The number can be represented as 10x + y.
According to the first condition, the sum of the digits is 9:
x + y = 9 ... (Equation 1)
According to the second condition, if we add 9 to the number, the digits get reversed:
10x + y + 9 = 10y + x
Simplifying this equation:
10x - x = 10y - y - 9
9x = 9y - 9
x = y - 1 ... (Equation 2)
Now, we can solve the system of equations (Equation 1 and Equation 2) to find the values of x and y, which will give us the required two-digit number.

Q10: Solve the following system of equations using any appropriate method:  (3 Marks) 
3x - 2y = 8
6x - 4y = 16
Ans: Divide the second equation by 2:
3x - 2y = 8
3x - 2y = 8
Since the equations are the same, they represent the same line and are dependent. Therefore, there are infinitely many solutions.

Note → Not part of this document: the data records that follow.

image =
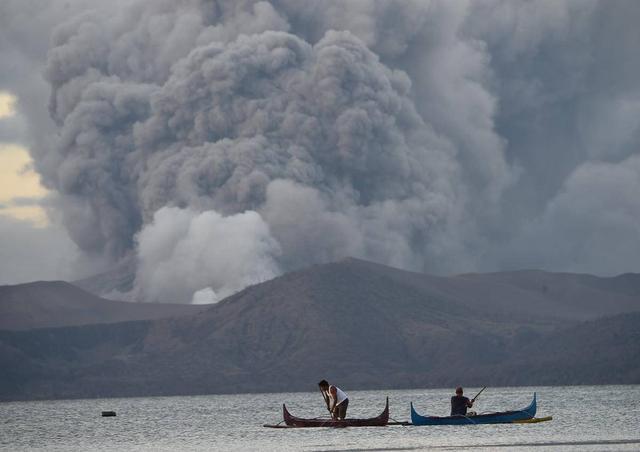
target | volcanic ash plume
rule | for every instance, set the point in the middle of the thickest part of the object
(221, 160)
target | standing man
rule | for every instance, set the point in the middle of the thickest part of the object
(335, 398)
(460, 403)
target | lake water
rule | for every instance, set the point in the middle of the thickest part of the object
(584, 418)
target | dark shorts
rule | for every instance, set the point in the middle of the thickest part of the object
(341, 409)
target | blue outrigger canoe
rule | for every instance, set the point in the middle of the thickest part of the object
(504, 417)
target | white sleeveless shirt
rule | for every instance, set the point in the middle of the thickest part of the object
(340, 395)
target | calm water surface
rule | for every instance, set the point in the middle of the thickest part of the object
(584, 418)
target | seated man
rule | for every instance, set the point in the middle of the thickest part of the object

Q11: Solve the pair of linear equations:  (3 Marks) 
2x + y = 7
x - 3y = -4
Ans: To solve the pair of linear equations, we can use the substitution or elimination method.

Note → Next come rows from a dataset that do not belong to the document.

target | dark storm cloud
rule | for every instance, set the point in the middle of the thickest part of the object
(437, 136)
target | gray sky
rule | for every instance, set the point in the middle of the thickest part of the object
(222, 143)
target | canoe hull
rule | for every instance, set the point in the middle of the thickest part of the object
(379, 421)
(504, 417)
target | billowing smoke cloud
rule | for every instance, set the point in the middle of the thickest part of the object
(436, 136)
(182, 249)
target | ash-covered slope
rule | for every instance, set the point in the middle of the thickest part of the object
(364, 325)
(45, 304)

Using the elimination method:
Multiply the first equation by 3:
3(2x + y) = 3(7)
6x + 3y = 21
Now, add the two equations:
(6x + 3y) + (x - 3y) = 21 - 4
7x = 17
Divide by 7:
x = 17/7
Now, substitute the value of x into any equation to find y. Using the first equation:
2(17/7) + y = 7
34/7 + y = 7
Subtract 34/7 from both sides:
y = 7 - 34/7
y = (49 - 34)/7
y = 15/7
So, the solution to the pair of linear equations is x = 17/7 and y = 15/7.

Q12: The perimeter of a rectangle is 46 meters. The length is 4 meters more than twice the width. Find the dimensions of the rectangle using a pair of linear equations.  (5 Marks) 

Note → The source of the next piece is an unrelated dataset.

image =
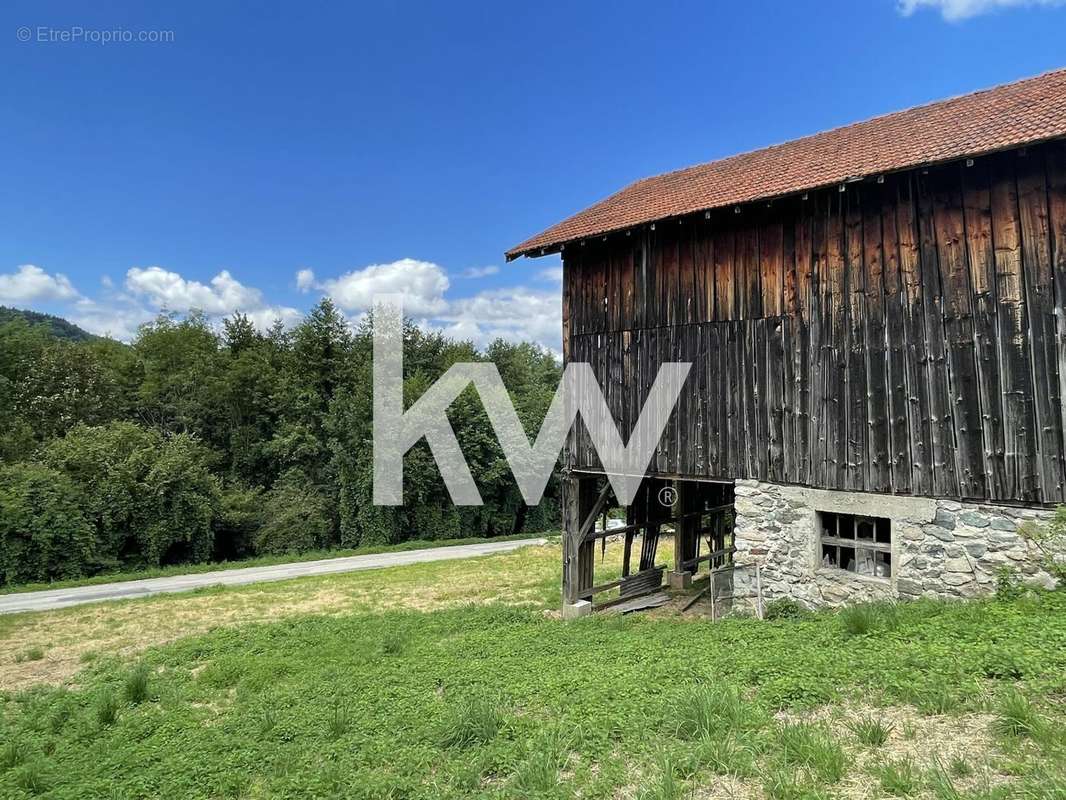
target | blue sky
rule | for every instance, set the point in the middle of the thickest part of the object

Ans: Let's assume the width of the rectangle is x meters.
Then, the length of the rectangle is (2x + 4) meters.
The perimeter of the rectangle is given by:
Perimeter = 2(length + width)
Given that the perimeter is 46 meters, we can write the equation as:
2((2x + 4) + x) = 46
Simplify the equation:
2(3x + 4) = 46
Expand:
6x + 8 = 46
Now, subtract 8 from both sides:
6x = 38
Divide by 6:
x = 38/6
x = 19/3
So, the width of the rectangle is 19/3 meters. Now, find the length:
Length = 2x + 4
Length = 2(19/3) + 4
Length = 38/3 + 4
Length = (38 + 12)/3
Length = 50/3
So, the dimensions of the rectangle are width = 19/3 meters and length = 50/3 meters.

Q13: A two-digit number is 6 times the sum of its digits. If 9 is added to the number, the digits interchange their places. Find the number using a pair of linear equations.  (5 Marks)
Ans: Let's assume the two-digit number is represented as 10x + y, where x is the digit in the tens place, and y is the digit in the units place.
The given information can be translated into the following pair of linear equations:
Equation 1: 10x + y = 6(x + y)
Equation 2: 10x + y + 9 = 10y + x
Let's solve the equations to find the value of x and y.
Step 1: Solve Equation 1 for y in terms of x:
10x + y = 6x + 6y
Subtract 6x from both sides:
y = 6y - 4x
Now, bring all the terms involving y on one side:
y - 6y = -4x
Simplify:
-5y = -4x
Now, divide by -5:
y = (4/5)x
Step 2: Substitute the value of y from Equation 1 into Equation 2:
10x + (4/5)x + 9 = 10((4/5)x) + x
Now, solve for x:
50x + 4x + 45 = 8x + x
Combine like terms:
54x + 45 = 9x
Now, subtract 9x from both sides:
54x - 9x = -45
Simplify:
45x = -45
Now, divide by 45:
x = -1
Step 3: Substitute the value of x back into Equation 1 to find y:
10(-1) + y = 6(-1 + y)
-10 + y = -6 + 6y
Now, bring all the terms involving y on one side:
y - 6y = 6 - 10
Simplify:
-5y = -4
Now, divide by -5:
y = 4/5
Since x is the digit in the tens place, it cannot be negative. Therefore, we reject x = -1.
So, there is no valid solution for this problem. The two-digit number that satisfies the given conditions does not exist.